Et comme à chaque fois qu'une idée débile vient à naître sur ce monde malgré tout merveilleux qu'est Internet (c'est-à-dire près d'un million de fois par jour), il suffit qu'une personne possédant encore quelques neurones assez vaillants se penche un tout petit instant sur la moindre de ces histoires pour se rendre compte que ces tissus de conneries ne sont en fait que poudre aux yeux.
Hélas, le rationalisme et l'esprit critique sont loin d'être à la mode chez nos amis avaleurs de couleuvres. Et c'est ainsi qu'en dépit de contradictions gigantesques, d'incohérences grotesques et même de mensonges purs et simples avérés comme tels, ces jolies histoires continuent de s'épandre.
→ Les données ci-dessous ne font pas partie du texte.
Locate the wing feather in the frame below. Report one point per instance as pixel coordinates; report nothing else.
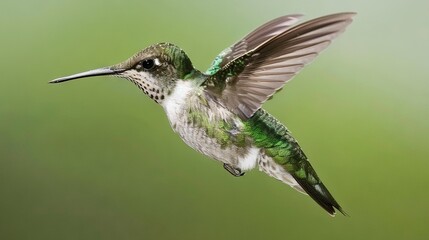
(255, 68)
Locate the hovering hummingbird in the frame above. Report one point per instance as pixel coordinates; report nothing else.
(219, 114)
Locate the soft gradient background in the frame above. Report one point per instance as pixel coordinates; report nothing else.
(96, 158)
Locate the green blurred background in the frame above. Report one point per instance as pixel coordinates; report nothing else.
(96, 159)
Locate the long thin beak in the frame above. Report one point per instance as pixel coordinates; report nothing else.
(90, 73)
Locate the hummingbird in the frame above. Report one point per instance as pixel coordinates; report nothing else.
(218, 112)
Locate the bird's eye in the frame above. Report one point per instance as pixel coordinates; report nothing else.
(147, 64)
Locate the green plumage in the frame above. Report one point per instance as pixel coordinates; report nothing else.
(219, 114)
(276, 141)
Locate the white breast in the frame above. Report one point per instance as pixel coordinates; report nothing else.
(174, 103)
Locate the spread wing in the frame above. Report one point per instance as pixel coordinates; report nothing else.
(247, 74)
(252, 40)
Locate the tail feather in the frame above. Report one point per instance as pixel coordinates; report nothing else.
(284, 159)
(321, 195)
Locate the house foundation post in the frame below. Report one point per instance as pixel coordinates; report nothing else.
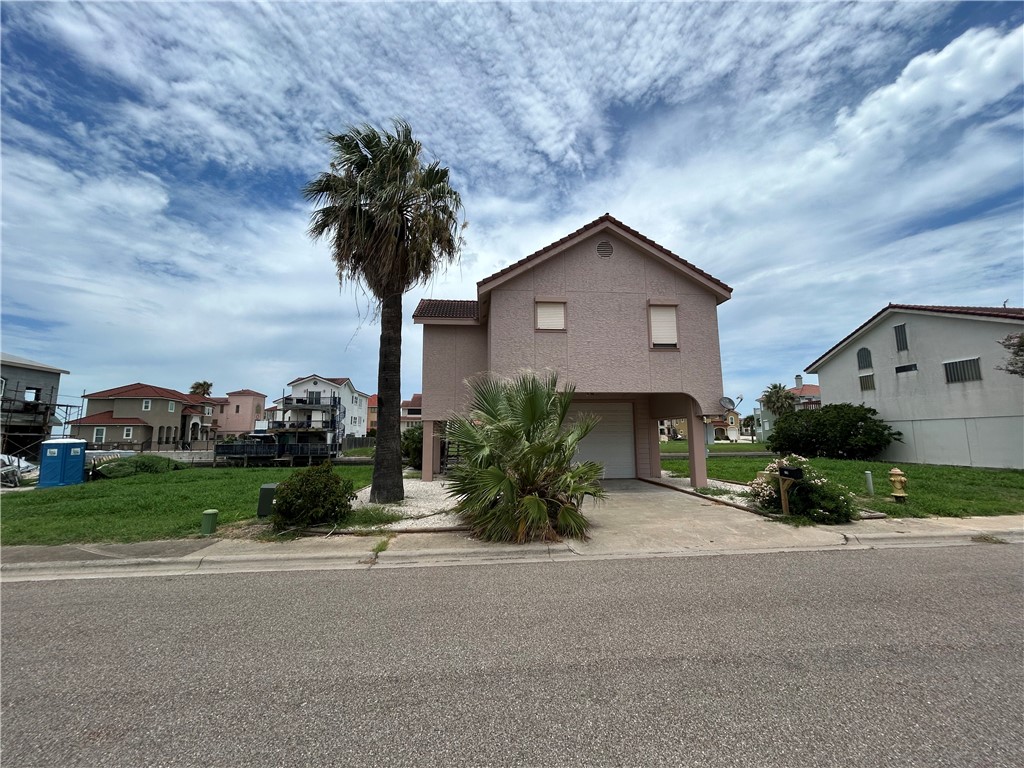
(428, 452)
(697, 450)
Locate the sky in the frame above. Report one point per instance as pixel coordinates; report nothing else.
(821, 159)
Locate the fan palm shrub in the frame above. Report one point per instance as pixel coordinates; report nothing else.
(519, 480)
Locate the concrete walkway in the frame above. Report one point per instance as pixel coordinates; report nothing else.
(639, 519)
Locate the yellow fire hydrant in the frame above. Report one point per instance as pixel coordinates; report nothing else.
(898, 480)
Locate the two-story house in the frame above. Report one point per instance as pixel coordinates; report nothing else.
(237, 414)
(933, 373)
(806, 397)
(143, 417)
(632, 325)
(29, 407)
(320, 409)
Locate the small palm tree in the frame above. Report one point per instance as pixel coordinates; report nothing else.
(518, 480)
(778, 399)
(391, 221)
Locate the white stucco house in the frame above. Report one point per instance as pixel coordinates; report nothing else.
(931, 372)
(320, 409)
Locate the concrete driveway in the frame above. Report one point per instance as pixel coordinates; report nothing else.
(641, 517)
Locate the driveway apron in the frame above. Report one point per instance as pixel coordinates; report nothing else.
(640, 517)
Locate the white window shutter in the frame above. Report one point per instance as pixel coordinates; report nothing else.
(550, 315)
(663, 326)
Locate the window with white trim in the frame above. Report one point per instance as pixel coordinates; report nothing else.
(664, 331)
(901, 343)
(957, 371)
(550, 315)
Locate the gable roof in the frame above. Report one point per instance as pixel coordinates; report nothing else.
(445, 309)
(14, 359)
(610, 223)
(147, 391)
(107, 418)
(333, 380)
(984, 312)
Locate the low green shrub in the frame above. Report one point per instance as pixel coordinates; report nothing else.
(133, 465)
(312, 497)
(815, 497)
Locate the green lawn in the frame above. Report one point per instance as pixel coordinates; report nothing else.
(142, 507)
(681, 446)
(944, 492)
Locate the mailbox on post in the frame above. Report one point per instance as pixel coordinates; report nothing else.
(791, 473)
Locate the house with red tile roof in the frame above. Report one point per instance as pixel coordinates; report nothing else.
(632, 325)
(934, 373)
(144, 417)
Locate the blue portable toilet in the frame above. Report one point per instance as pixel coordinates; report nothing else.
(61, 462)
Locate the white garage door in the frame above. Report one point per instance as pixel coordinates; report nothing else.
(611, 441)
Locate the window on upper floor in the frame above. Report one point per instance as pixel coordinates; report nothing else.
(550, 315)
(957, 371)
(900, 331)
(664, 329)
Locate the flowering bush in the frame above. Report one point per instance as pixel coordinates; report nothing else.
(815, 497)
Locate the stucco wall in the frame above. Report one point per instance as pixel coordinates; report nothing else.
(605, 347)
(451, 354)
(974, 423)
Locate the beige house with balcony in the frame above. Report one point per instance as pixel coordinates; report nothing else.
(632, 325)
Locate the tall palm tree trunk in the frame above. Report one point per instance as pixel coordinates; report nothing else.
(387, 485)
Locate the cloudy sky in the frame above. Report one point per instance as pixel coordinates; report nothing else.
(821, 159)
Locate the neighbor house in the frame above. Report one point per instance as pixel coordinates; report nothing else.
(932, 373)
(29, 407)
(237, 414)
(320, 409)
(806, 396)
(143, 417)
(632, 325)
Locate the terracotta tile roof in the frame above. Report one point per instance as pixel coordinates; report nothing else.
(1001, 312)
(595, 224)
(147, 391)
(446, 309)
(107, 418)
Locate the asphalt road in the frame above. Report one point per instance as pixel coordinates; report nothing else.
(891, 657)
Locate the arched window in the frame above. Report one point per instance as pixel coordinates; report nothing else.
(863, 358)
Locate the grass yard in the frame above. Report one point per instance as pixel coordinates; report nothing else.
(943, 492)
(681, 446)
(142, 507)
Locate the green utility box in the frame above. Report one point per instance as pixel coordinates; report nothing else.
(265, 506)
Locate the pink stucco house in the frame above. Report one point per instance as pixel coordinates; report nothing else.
(632, 325)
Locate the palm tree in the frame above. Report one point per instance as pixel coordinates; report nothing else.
(778, 399)
(391, 221)
(518, 480)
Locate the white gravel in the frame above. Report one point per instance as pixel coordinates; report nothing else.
(426, 505)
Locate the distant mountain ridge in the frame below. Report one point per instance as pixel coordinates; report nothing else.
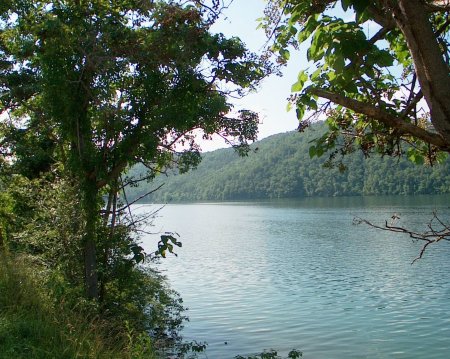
(280, 167)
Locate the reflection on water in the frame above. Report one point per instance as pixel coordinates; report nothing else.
(298, 274)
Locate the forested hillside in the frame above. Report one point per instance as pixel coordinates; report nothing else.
(280, 167)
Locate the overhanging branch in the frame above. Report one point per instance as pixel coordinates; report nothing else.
(384, 117)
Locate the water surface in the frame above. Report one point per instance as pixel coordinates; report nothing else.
(298, 274)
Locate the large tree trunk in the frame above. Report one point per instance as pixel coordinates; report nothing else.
(90, 194)
(432, 71)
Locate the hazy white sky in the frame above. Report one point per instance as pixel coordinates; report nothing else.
(271, 98)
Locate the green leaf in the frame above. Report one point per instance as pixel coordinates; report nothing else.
(301, 79)
(285, 54)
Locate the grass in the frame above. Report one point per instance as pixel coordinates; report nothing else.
(32, 325)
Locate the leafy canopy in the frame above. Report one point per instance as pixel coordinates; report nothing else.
(107, 84)
(379, 72)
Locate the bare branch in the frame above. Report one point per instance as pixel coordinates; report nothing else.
(429, 237)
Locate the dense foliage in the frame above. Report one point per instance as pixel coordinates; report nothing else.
(281, 167)
(378, 71)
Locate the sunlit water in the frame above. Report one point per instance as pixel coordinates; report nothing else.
(299, 274)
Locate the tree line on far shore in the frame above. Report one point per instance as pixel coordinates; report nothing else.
(280, 167)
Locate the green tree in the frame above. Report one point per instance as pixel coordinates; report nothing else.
(105, 85)
(374, 64)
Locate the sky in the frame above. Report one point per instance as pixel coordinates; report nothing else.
(270, 100)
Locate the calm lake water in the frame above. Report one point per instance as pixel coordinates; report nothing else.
(298, 274)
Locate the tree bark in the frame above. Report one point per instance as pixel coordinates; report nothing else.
(432, 71)
(90, 194)
(382, 116)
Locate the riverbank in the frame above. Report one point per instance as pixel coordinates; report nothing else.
(34, 325)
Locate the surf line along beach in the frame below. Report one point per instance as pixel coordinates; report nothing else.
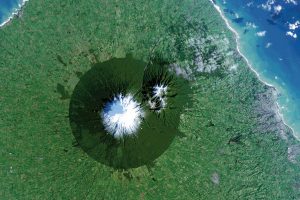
(237, 38)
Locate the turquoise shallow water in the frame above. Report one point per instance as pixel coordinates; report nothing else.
(270, 38)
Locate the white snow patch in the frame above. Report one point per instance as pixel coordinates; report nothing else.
(122, 116)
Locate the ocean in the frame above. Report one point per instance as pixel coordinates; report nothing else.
(269, 33)
(269, 37)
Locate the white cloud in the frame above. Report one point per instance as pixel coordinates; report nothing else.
(261, 33)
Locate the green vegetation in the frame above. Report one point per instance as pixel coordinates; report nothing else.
(233, 145)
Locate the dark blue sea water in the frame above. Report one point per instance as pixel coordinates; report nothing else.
(7, 7)
(270, 38)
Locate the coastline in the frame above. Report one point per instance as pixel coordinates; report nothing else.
(237, 38)
(14, 14)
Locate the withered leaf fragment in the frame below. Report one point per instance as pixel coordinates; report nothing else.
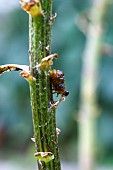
(16, 67)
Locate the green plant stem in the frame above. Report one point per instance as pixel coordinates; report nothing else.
(44, 118)
(88, 108)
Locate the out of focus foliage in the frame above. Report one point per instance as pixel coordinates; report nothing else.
(69, 42)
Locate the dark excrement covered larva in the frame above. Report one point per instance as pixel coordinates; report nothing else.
(58, 82)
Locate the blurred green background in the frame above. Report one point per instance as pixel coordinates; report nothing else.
(69, 42)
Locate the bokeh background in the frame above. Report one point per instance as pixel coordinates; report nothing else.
(68, 40)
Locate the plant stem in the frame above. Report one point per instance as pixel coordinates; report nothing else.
(88, 108)
(44, 117)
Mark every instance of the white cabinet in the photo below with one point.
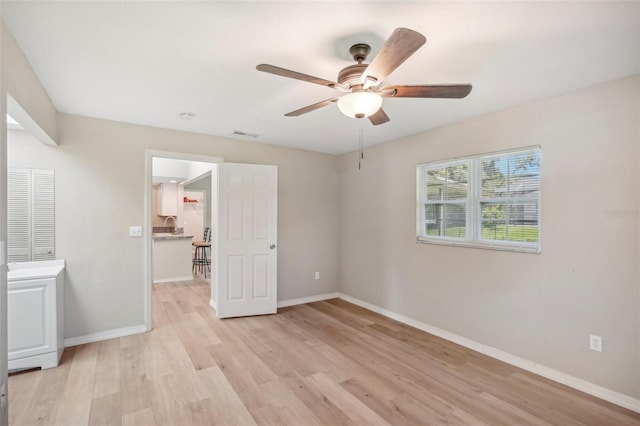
(35, 297)
(168, 199)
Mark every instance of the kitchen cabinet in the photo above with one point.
(168, 199)
(171, 258)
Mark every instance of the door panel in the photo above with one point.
(247, 255)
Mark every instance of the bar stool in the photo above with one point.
(201, 261)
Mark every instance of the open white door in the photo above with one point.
(246, 240)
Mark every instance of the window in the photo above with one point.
(488, 201)
(30, 215)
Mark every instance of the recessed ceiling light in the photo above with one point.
(243, 133)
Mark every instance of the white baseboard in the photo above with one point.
(614, 397)
(308, 299)
(173, 279)
(104, 335)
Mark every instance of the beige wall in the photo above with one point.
(540, 307)
(22, 83)
(100, 169)
(17, 79)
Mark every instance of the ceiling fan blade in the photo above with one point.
(272, 69)
(310, 108)
(402, 44)
(456, 91)
(380, 117)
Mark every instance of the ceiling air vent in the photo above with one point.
(241, 133)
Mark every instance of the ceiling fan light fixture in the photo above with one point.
(360, 104)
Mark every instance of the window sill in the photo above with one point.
(480, 245)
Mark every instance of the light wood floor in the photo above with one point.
(325, 363)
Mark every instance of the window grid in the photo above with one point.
(508, 220)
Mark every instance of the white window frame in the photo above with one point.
(474, 198)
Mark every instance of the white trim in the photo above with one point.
(148, 184)
(173, 279)
(308, 299)
(105, 335)
(609, 395)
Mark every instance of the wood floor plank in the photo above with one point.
(348, 404)
(107, 368)
(324, 363)
(75, 404)
(227, 407)
(106, 410)
(142, 417)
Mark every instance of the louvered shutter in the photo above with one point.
(43, 219)
(18, 215)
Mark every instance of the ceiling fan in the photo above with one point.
(361, 83)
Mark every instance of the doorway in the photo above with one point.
(174, 171)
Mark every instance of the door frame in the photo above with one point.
(147, 226)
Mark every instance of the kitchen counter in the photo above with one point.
(171, 258)
(166, 236)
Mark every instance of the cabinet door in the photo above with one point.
(31, 321)
(168, 199)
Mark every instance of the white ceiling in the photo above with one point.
(146, 62)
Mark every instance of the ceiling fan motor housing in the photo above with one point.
(350, 76)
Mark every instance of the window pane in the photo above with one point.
(495, 173)
(510, 221)
(524, 175)
(523, 222)
(435, 184)
(446, 220)
(493, 223)
(448, 183)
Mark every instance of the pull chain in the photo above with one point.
(361, 149)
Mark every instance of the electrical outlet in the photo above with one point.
(135, 231)
(595, 343)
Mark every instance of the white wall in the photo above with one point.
(539, 307)
(34, 110)
(100, 192)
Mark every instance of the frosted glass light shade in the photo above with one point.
(360, 104)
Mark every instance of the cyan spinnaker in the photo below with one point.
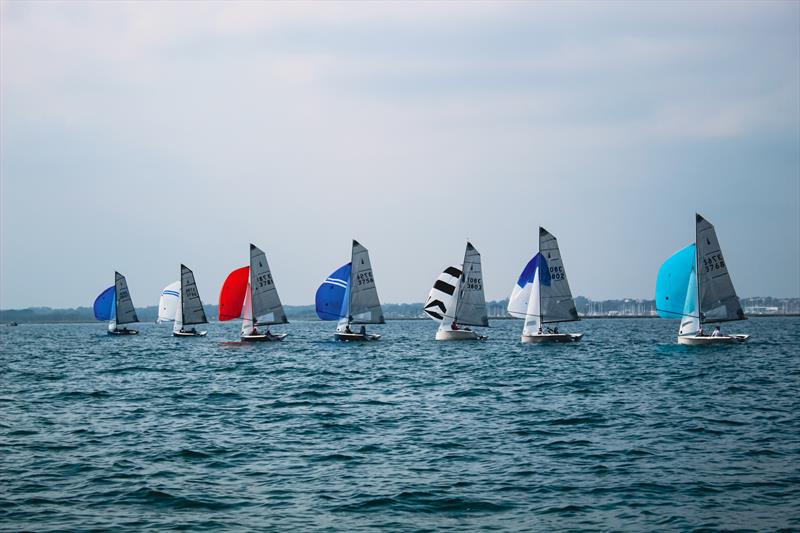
(672, 283)
(104, 304)
(330, 299)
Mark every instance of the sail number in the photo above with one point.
(557, 273)
(473, 284)
(713, 262)
(365, 278)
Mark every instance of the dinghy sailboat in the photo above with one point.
(180, 302)
(457, 299)
(542, 296)
(695, 286)
(250, 293)
(115, 305)
(349, 295)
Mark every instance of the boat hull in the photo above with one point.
(458, 335)
(124, 332)
(189, 333)
(263, 337)
(549, 338)
(707, 340)
(356, 337)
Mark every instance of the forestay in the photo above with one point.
(267, 308)
(365, 307)
(556, 302)
(125, 314)
(471, 305)
(718, 299)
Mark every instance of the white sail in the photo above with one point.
(471, 304)
(556, 303)
(533, 314)
(267, 308)
(365, 307)
(168, 302)
(718, 299)
(125, 312)
(192, 311)
(247, 316)
(440, 298)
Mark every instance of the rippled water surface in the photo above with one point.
(626, 430)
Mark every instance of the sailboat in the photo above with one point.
(349, 295)
(115, 305)
(542, 296)
(695, 286)
(180, 302)
(457, 299)
(249, 292)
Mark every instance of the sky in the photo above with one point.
(136, 136)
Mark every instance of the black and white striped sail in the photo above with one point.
(556, 303)
(365, 307)
(440, 300)
(266, 305)
(125, 312)
(717, 297)
(471, 304)
(190, 306)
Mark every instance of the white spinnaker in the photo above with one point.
(440, 299)
(168, 302)
(365, 307)
(247, 312)
(533, 314)
(470, 303)
(267, 307)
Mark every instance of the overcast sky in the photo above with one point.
(136, 136)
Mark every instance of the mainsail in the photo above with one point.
(471, 306)
(718, 299)
(168, 302)
(440, 299)
(125, 313)
(191, 306)
(365, 307)
(266, 305)
(556, 303)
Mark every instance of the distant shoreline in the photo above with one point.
(402, 319)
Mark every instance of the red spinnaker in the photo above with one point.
(231, 296)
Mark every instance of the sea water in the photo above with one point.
(625, 430)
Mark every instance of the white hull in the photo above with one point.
(264, 337)
(551, 338)
(457, 335)
(189, 333)
(124, 332)
(705, 340)
(358, 337)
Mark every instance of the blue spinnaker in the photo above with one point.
(104, 304)
(331, 294)
(672, 283)
(529, 272)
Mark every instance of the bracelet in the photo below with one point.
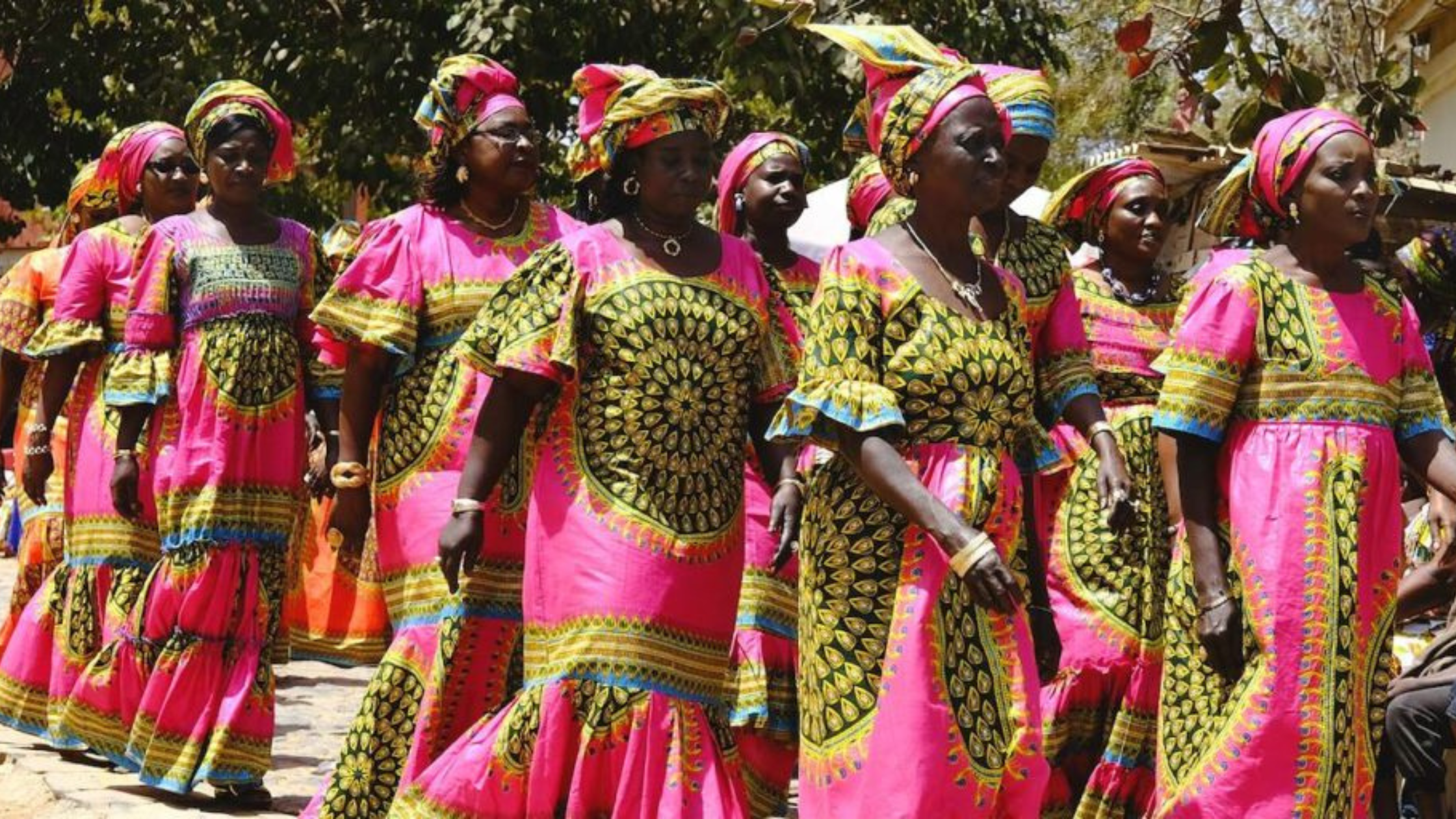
(972, 554)
(1222, 599)
(350, 476)
(465, 506)
(794, 483)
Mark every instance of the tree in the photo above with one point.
(351, 72)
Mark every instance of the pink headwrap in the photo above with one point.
(127, 155)
(743, 161)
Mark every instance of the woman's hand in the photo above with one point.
(1046, 640)
(784, 521)
(348, 525)
(460, 544)
(125, 478)
(1221, 631)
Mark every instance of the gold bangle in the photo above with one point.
(350, 476)
(968, 556)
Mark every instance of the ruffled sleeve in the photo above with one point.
(842, 384)
(376, 298)
(1422, 408)
(20, 305)
(142, 372)
(532, 324)
(77, 322)
(322, 380)
(1210, 353)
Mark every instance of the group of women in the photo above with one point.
(668, 515)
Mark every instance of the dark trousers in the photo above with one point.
(1417, 735)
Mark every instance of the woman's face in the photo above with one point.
(1026, 157)
(238, 166)
(963, 165)
(774, 196)
(501, 152)
(676, 172)
(1338, 196)
(1136, 225)
(169, 181)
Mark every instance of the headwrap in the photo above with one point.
(1432, 261)
(868, 191)
(911, 86)
(1079, 209)
(1027, 98)
(1250, 200)
(466, 91)
(127, 155)
(228, 98)
(743, 161)
(627, 107)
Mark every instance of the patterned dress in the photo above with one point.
(1306, 394)
(634, 550)
(913, 701)
(417, 283)
(1107, 589)
(217, 339)
(763, 708)
(27, 295)
(108, 557)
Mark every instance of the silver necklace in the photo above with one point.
(1124, 295)
(671, 245)
(967, 292)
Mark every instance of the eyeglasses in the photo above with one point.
(512, 135)
(166, 168)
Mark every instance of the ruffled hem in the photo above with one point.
(138, 376)
(855, 404)
(64, 335)
(578, 748)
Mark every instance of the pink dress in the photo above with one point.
(108, 557)
(27, 295)
(1306, 394)
(634, 547)
(763, 708)
(417, 283)
(217, 339)
(1107, 589)
(913, 701)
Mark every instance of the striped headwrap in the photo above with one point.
(1250, 202)
(911, 86)
(627, 107)
(1027, 98)
(1079, 207)
(1432, 263)
(466, 91)
(229, 98)
(127, 155)
(743, 161)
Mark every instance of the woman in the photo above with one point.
(1295, 385)
(419, 280)
(666, 344)
(217, 356)
(108, 556)
(760, 196)
(27, 296)
(918, 691)
(1106, 586)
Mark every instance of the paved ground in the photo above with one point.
(315, 706)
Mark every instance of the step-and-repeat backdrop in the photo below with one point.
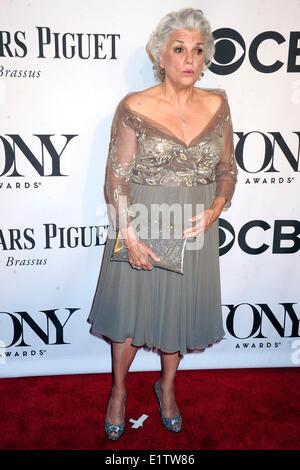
(64, 66)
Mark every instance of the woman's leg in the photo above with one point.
(169, 365)
(122, 357)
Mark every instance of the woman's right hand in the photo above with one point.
(138, 256)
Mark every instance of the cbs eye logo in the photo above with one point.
(231, 51)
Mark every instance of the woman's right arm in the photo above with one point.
(120, 163)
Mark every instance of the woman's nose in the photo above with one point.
(189, 57)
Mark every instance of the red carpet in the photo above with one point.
(239, 409)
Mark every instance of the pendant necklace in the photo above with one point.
(183, 122)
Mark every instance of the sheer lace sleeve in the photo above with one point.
(226, 169)
(120, 163)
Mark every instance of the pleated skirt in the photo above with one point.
(161, 309)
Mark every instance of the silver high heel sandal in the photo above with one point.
(168, 422)
(118, 429)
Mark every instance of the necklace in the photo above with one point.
(183, 121)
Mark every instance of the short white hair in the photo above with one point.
(186, 18)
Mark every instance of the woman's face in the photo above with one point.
(183, 57)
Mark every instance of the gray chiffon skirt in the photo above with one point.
(162, 309)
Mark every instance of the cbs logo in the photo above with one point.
(231, 51)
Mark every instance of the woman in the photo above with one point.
(170, 143)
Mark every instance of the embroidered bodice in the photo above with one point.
(146, 152)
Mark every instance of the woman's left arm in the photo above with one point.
(226, 169)
(226, 178)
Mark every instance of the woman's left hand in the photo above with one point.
(205, 220)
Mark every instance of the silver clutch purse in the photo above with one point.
(169, 250)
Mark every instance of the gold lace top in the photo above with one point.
(146, 152)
J'ai beaucoup de temps devant moi ces temps-ci, alors je te propose une petite remise à niveau de ce qu'il en est vraiment.

Chaque fois qu'un exemplaire de ce magazine est imprimé, un scientifique se pend.


1) Les Mayas l'ont prédit ! 

C'est très embêtant, mais l'origine même de cette histoire de prophétie de fin du monde est fausse. D'ailleurs, on ne devrait même pas parler de prophétie, puisqu'en l'occurrence il n'y a pas de prophète. Admettons que c'est un peu ballot... L'idée qu'on va tous y avoir droit en 2012 est en fait issue d'une interprétation plus qu'arbitraire du calendrier maya, donc le compte long s'avère se terminer, selon certains calculs (originellement ceux de l'auteur Terrence McKenna, écrivain allumé comparable aux grandes pontes de la littérature sous LSD tel que Zecharia Sitchin et autres Velikovsky), aux environs de cette date fatidique (Certains on plutôt trouvé 2062, ou encore 2112, mais enfin bon).

Mais les mayas eux-mêmes n'ont rien prédit. Il s'avère que le compte long de leur calendrier se termine à cette date (probablement), et puis c'est tout. De la même façon, je pourrais prédire la fin du monde pour le 31 décembre 2012, vu que notre calendrier chrétien s'y arrête.

Chose amusante (ou, selon la façon de voir, pathétique) : on affirme un peu partout sur Internet que les Mayas sont un peuple disparu, histoire de renforcer le côté mystérieux de l'affaire. Pourtant, il existe encore aujourd'hui huit millions de mayas vivant en Amérique du Sud et en Amérique Centrale, lesquels par ailleurs en ont ras-le-bol de ces histoires de fin du monde. On les comprend.